Recently at a California Real Estate Inspection Association (CREIA) conference, I noticed two or three other women who attended were inspectors — not wives or assistants — which is encouraging. Home inspection can be a strange business for women to be in. Over the years, I’ve trained women and hoped they would become colleagues, but none I’ve worked with have stayed with home inspection. I think it’s because many women just don’t have the right skill set or background.
For me, having solid communication skills as well as collecting a broad working knowledge base and hands-on experiences have been keys to my success. I’ve found that I draw on this foundation to speak intelligently about systems found in homes, explain codes, and tell people the results of an inspection.
I was an architecture major in college and worked as a draftswoman when I finished school. I found out quickly that I disliked working on the boards and doing all those drawings. But because I had also learned about structural, electrical and HVAC systems, I found that I had a lot of general knowledge about buildings and homes. And since I wasn’t satisfied working on the draft boards, I started using my free time to work for others on their remodeling projects.
Eventually, I worked for construction companies as the building manager or the project lead. It was my job to make sure others were doing their jobs and staying on track and on time. I learned so much by watching the contractors install equipment and build homes, including how to start and finish projects.
That type of job was a great training ground for becoming a home inspector. And when the person I worked for suddenly closed his business, I took the opportunity to work with an established team of home inspectors. I was the only woman on the team.

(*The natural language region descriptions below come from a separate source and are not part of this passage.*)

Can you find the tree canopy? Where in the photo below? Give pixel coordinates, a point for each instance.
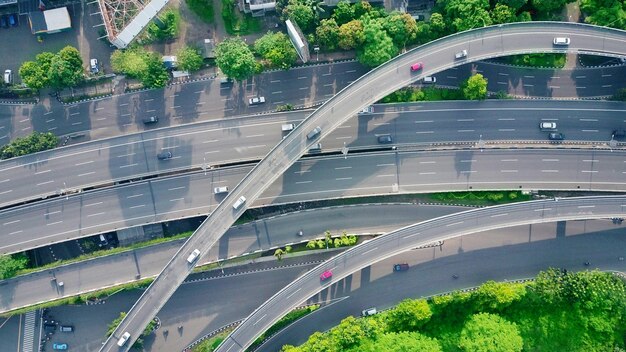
(235, 59)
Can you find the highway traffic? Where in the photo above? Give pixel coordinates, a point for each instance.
(67, 170)
(483, 43)
(395, 172)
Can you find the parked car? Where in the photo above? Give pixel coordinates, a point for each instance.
(556, 136)
(401, 267)
(150, 119)
(93, 66)
(122, 341)
(369, 311)
(385, 139)
(256, 100)
(326, 275)
(546, 126)
(164, 155)
(193, 256)
(417, 66)
(221, 189)
(13, 20)
(367, 110)
(314, 133)
(8, 77)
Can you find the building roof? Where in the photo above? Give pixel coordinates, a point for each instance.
(57, 19)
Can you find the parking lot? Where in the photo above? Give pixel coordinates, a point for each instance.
(83, 36)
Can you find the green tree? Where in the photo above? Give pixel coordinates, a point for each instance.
(514, 4)
(610, 13)
(401, 342)
(343, 13)
(11, 264)
(502, 14)
(276, 49)
(545, 8)
(475, 87)
(278, 253)
(378, 46)
(409, 315)
(72, 56)
(155, 75)
(235, 59)
(170, 20)
(351, 34)
(437, 25)
(189, 59)
(301, 13)
(32, 143)
(33, 75)
(328, 34)
(486, 332)
(402, 28)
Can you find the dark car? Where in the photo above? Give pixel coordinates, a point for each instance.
(556, 136)
(150, 119)
(385, 139)
(164, 155)
(401, 267)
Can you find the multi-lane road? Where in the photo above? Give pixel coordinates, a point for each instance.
(250, 138)
(439, 229)
(176, 197)
(436, 56)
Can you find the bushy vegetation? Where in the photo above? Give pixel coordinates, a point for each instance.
(559, 311)
(33, 143)
(138, 63)
(202, 8)
(11, 264)
(60, 70)
(166, 30)
(283, 322)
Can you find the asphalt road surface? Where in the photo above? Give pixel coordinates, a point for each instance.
(436, 56)
(514, 253)
(194, 102)
(439, 229)
(259, 235)
(364, 174)
(71, 169)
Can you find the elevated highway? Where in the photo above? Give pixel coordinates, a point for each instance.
(436, 56)
(439, 229)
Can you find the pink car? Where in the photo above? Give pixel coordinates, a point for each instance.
(417, 66)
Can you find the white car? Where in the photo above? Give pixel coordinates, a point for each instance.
(547, 126)
(256, 100)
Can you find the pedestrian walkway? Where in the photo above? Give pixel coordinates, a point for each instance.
(29, 331)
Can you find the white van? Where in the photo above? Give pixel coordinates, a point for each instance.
(369, 311)
(561, 41)
(222, 189)
(193, 256)
(122, 341)
(239, 202)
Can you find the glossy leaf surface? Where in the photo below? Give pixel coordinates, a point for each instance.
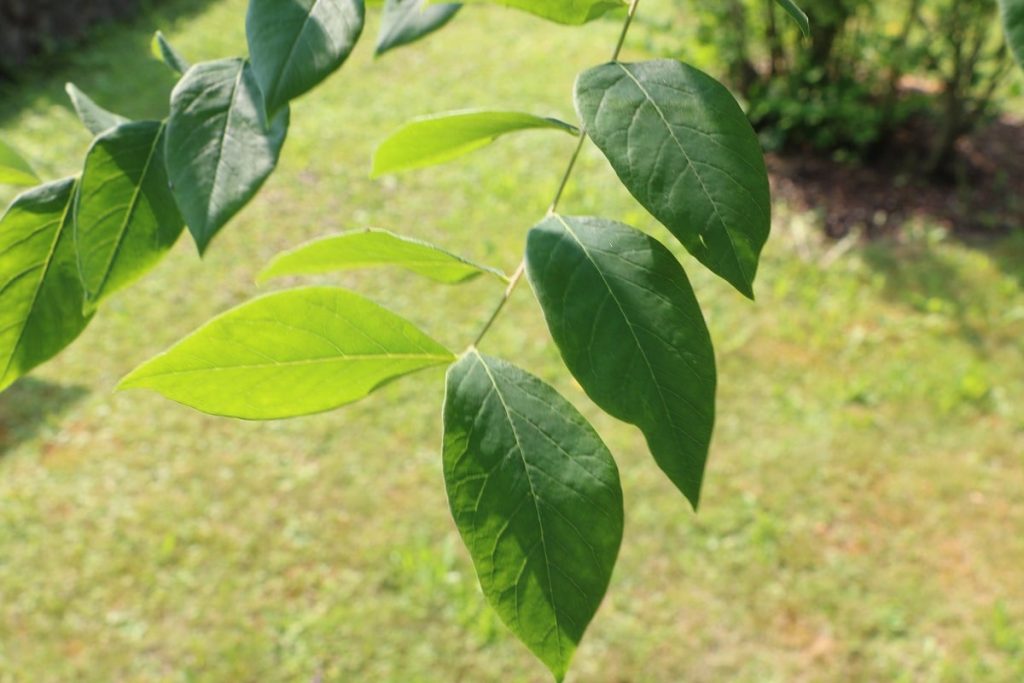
(435, 139)
(536, 496)
(681, 144)
(40, 293)
(219, 148)
(1013, 23)
(295, 44)
(14, 170)
(125, 217)
(93, 117)
(368, 249)
(163, 50)
(561, 11)
(289, 353)
(408, 20)
(798, 14)
(630, 330)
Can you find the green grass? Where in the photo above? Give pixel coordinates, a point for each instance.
(863, 507)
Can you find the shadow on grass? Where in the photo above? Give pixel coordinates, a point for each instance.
(114, 66)
(29, 404)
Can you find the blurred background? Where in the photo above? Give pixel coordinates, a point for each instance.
(863, 511)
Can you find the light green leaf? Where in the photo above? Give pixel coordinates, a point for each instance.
(163, 50)
(367, 249)
(40, 293)
(441, 137)
(93, 117)
(219, 148)
(536, 496)
(125, 216)
(294, 45)
(630, 330)
(289, 353)
(13, 169)
(798, 15)
(408, 20)
(560, 11)
(683, 147)
(1013, 23)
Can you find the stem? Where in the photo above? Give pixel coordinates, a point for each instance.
(521, 268)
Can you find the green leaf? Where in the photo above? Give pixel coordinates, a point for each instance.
(93, 117)
(435, 139)
(1013, 23)
(219, 148)
(408, 20)
(125, 217)
(13, 169)
(798, 15)
(164, 51)
(289, 353)
(681, 144)
(630, 330)
(536, 496)
(40, 293)
(371, 248)
(560, 11)
(294, 45)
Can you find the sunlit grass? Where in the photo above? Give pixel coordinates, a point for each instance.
(863, 512)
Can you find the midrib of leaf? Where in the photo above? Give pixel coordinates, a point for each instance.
(223, 133)
(42, 278)
(535, 499)
(291, 50)
(622, 309)
(696, 173)
(129, 214)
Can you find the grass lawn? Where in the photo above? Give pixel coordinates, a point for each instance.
(863, 512)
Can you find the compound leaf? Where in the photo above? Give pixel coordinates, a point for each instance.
(630, 330)
(560, 11)
(93, 117)
(683, 147)
(536, 496)
(219, 147)
(289, 353)
(296, 44)
(371, 248)
(14, 170)
(408, 20)
(441, 137)
(40, 293)
(125, 217)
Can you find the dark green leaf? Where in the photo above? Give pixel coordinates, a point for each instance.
(798, 15)
(683, 147)
(629, 327)
(219, 147)
(409, 20)
(164, 51)
(1013, 22)
(125, 217)
(296, 44)
(13, 169)
(40, 293)
(441, 137)
(93, 117)
(561, 11)
(289, 353)
(537, 499)
(367, 249)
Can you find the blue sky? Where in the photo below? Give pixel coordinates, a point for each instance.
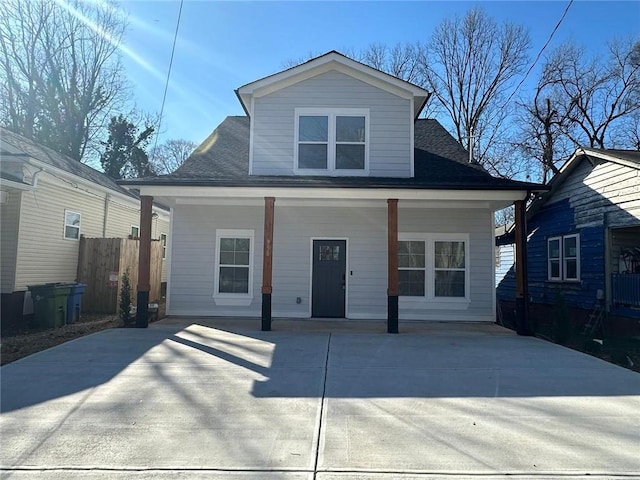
(223, 45)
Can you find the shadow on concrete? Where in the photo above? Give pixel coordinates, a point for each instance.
(448, 362)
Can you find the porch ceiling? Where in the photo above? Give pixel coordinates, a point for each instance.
(174, 195)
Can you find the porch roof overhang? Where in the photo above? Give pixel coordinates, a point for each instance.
(174, 195)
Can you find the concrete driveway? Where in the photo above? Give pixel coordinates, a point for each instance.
(187, 399)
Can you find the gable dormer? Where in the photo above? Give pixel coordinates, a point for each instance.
(332, 116)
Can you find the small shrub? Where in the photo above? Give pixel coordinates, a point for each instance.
(125, 298)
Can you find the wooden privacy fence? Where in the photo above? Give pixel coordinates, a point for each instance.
(101, 264)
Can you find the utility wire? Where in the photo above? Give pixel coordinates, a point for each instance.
(166, 85)
(566, 10)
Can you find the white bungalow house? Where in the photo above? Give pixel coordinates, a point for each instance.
(331, 198)
(48, 201)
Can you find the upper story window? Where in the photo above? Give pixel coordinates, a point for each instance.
(71, 225)
(233, 278)
(332, 141)
(563, 258)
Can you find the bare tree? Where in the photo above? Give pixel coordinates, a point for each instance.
(60, 72)
(167, 157)
(404, 61)
(540, 134)
(594, 94)
(470, 64)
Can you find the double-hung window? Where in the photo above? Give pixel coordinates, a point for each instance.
(332, 141)
(411, 268)
(449, 268)
(71, 225)
(563, 258)
(433, 266)
(234, 266)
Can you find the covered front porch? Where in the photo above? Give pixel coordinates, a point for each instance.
(279, 229)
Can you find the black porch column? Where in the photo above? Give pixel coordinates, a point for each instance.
(144, 262)
(267, 263)
(392, 260)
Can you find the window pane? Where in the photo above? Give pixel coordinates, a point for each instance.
(72, 218)
(449, 284)
(571, 269)
(449, 254)
(350, 129)
(242, 244)
(329, 253)
(312, 156)
(350, 157)
(555, 268)
(72, 232)
(411, 254)
(411, 283)
(570, 245)
(234, 280)
(313, 129)
(227, 244)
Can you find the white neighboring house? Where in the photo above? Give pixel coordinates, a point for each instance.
(328, 150)
(47, 202)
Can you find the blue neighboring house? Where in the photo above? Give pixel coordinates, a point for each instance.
(584, 240)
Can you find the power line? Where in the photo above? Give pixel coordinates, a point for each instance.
(166, 85)
(566, 10)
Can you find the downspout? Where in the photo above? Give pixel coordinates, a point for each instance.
(107, 199)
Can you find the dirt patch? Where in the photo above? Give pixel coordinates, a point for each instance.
(22, 344)
(17, 343)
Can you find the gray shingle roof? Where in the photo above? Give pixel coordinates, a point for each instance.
(627, 155)
(13, 145)
(440, 163)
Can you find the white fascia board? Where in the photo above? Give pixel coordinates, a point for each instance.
(47, 168)
(178, 192)
(17, 185)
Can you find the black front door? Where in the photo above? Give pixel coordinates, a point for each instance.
(329, 278)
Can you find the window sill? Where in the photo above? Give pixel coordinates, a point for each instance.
(233, 301)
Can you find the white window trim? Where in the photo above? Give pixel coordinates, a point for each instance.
(559, 259)
(233, 299)
(562, 259)
(332, 113)
(430, 281)
(65, 225)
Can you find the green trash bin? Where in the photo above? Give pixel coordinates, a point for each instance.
(49, 304)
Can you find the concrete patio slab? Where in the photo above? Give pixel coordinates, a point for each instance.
(220, 399)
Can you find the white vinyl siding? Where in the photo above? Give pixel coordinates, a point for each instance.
(193, 258)
(390, 123)
(563, 258)
(365, 228)
(44, 255)
(10, 215)
(442, 261)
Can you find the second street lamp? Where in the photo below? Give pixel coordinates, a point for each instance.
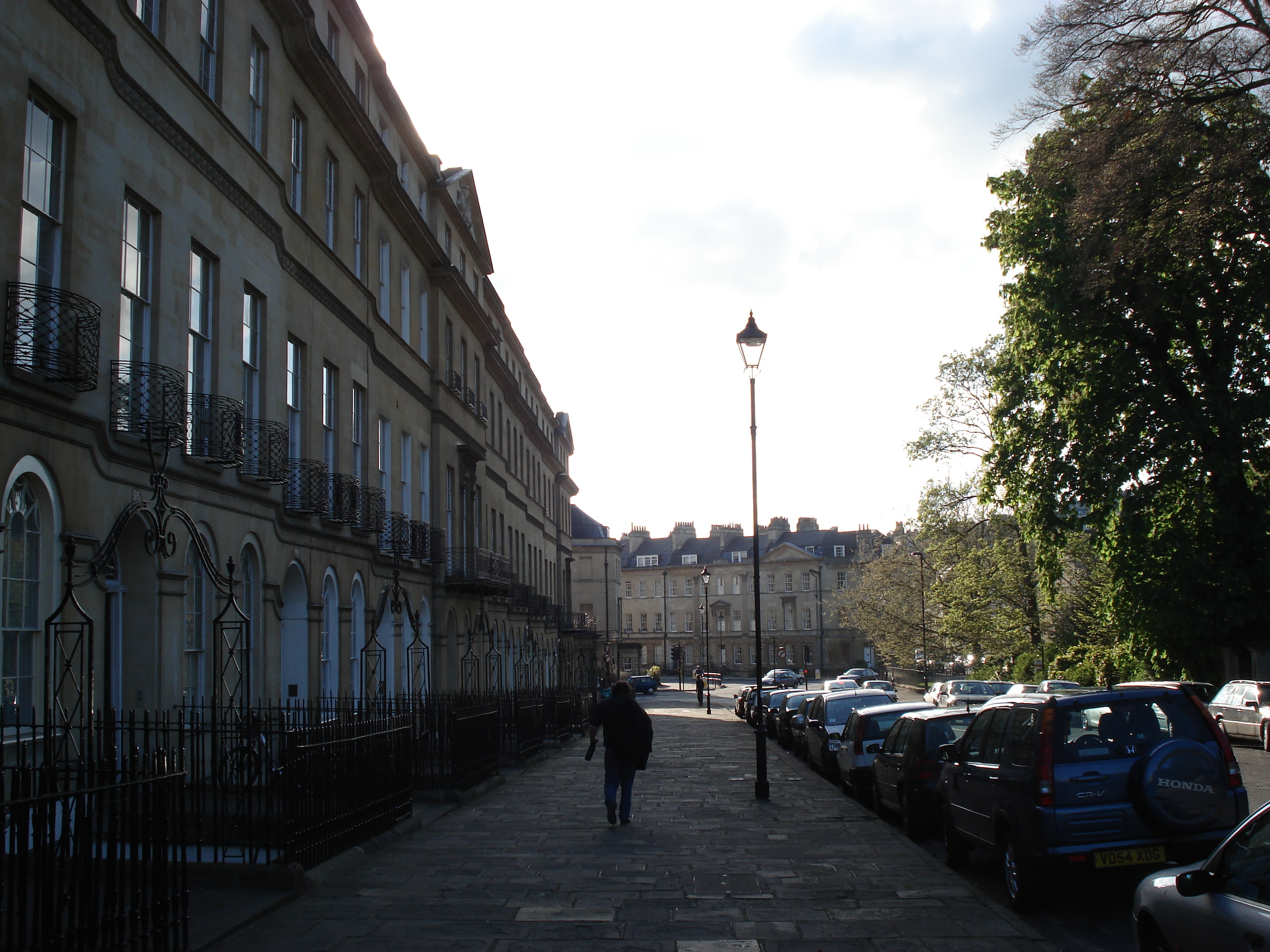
(705, 630)
(926, 662)
(751, 343)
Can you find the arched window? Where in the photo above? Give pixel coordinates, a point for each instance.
(356, 639)
(196, 627)
(329, 638)
(21, 576)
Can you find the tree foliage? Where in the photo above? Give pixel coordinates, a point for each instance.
(1163, 52)
(1135, 376)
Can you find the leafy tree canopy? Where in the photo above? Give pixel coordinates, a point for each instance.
(1135, 376)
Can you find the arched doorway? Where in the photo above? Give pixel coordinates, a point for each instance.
(294, 668)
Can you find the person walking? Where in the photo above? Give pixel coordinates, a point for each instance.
(628, 744)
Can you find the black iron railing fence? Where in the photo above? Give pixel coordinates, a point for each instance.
(87, 861)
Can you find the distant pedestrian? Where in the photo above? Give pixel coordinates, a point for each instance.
(628, 744)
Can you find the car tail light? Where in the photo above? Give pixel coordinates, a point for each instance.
(1232, 766)
(1045, 763)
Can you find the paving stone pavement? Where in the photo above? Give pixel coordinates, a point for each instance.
(535, 867)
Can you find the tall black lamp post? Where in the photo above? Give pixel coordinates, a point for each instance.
(926, 658)
(666, 622)
(705, 630)
(751, 343)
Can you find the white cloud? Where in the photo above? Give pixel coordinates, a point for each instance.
(652, 173)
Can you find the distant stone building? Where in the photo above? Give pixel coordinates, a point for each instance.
(799, 570)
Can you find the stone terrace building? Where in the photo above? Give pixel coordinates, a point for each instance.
(224, 237)
(799, 570)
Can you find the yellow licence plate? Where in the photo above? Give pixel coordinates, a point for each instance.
(1128, 857)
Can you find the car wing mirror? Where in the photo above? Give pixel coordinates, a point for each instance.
(1197, 883)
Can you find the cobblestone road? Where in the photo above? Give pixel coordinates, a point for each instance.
(535, 867)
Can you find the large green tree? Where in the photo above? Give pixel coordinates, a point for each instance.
(1135, 377)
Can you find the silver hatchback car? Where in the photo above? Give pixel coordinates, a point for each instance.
(1219, 904)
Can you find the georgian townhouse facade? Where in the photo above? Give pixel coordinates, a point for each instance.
(799, 570)
(239, 286)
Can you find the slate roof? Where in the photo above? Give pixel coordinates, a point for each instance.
(583, 526)
(818, 542)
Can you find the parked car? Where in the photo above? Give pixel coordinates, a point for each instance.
(963, 693)
(798, 725)
(784, 732)
(861, 739)
(882, 686)
(1024, 690)
(1047, 686)
(1242, 707)
(783, 678)
(1103, 778)
(774, 707)
(643, 685)
(826, 718)
(860, 674)
(907, 769)
(1221, 903)
(1202, 688)
(840, 685)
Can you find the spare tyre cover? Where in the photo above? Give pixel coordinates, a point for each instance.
(1183, 787)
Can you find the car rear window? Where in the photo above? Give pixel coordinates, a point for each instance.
(878, 725)
(947, 730)
(837, 710)
(1099, 732)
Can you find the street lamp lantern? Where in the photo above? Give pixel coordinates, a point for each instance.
(751, 343)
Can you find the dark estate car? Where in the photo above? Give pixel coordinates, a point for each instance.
(1091, 778)
(826, 718)
(785, 716)
(643, 683)
(907, 769)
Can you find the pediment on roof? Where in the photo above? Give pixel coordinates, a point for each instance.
(460, 187)
(789, 553)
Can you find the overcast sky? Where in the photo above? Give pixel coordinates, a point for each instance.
(651, 173)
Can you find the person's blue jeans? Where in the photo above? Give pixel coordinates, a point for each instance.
(619, 772)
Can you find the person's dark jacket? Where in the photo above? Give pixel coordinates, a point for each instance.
(628, 728)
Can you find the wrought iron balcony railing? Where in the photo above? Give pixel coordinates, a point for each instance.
(148, 400)
(578, 621)
(265, 451)
(421, 541)
(52, 334)
(478, 565)
(307, 486)
(397, 536)
(371, 509)
(215, 430)
(342, 498)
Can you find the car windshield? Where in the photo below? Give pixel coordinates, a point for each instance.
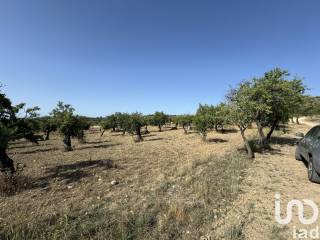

At that time, many people in California were suspicious of home inspectors. The realtors and sellers seemed to think, ”How dare you inspect this house?” They thought the purpose of the inspector was to ruin the sale. But now, about 30 years later, it’s so different. Buyers feel more empowered and sellers are more vulnerable.
While working with the team of home inspectors, I noticed that, when given a choice of three inspectors, realtors often would ask for me. I think that’s because they saw that it’s not my style to be alarming, but it is my style to be honest. I state the facts. If there are weak points about the house, I will explain them to you. So in 1992, after seven years working with the team, I decided to establish my own business.
My clients know that I’ll get homeowners involved in the inspection. I think it is a great opportunity for people to find out about their house. I tell people, “This is your housing seminar.” I explain how things work, show them where to find things and estimate how old the systems are. I have clients walk with me through the entire inspection so that they can get to know the house. I joke that I will give them a quiz later and if I actually did this, my standard question would be “Do you remember how big your electric service is and how old your A/C system is?” Pointing out these things during the home inspection allows people to have useful information if things go bad later.
I’ve had a great run as a home inspector and I’m still getting new clients. Young people who are buying houses now use Yelp. In fact, 90% of my business comes from people who read Yelp reviews. I get very few clients from realtors anymore — people just find out about me on Yelp or see my website on the Internet.
Home inspection is the perfect business for me. Women make good communicators, and as I get older, I want to communicate my knowledge to help others learn from what I already know. At least from my perspective, things have worked out for me kind of like that saying … “Sometimes the best man for the job is a woman.”Lisa's Stories from the Field...
- A two-year-old watched me climb under a house to inspect a foundation. Then the toddler closed and locked the door behind me and ran off.
- I was inspecting a vacant house and locked myself in a closet with no way to get out and no cell phone to use. I’ll never test a door that way again.
- I’ve been known to start an inspection at the right address but on the wrong street.
- Once I started an inspection at the right address on the right street, but I pulled into the wrong driveway. The housekeeper invited me in and let me use the bathroom before I realized I was in the wrong house.
- When I was inspecting a roof on a windy day, my ladder blew away, leaving me with no way to get off the roof.
- I was under a house when an earthquake occurred — luckily, the realtor dove in under the house to pull me out.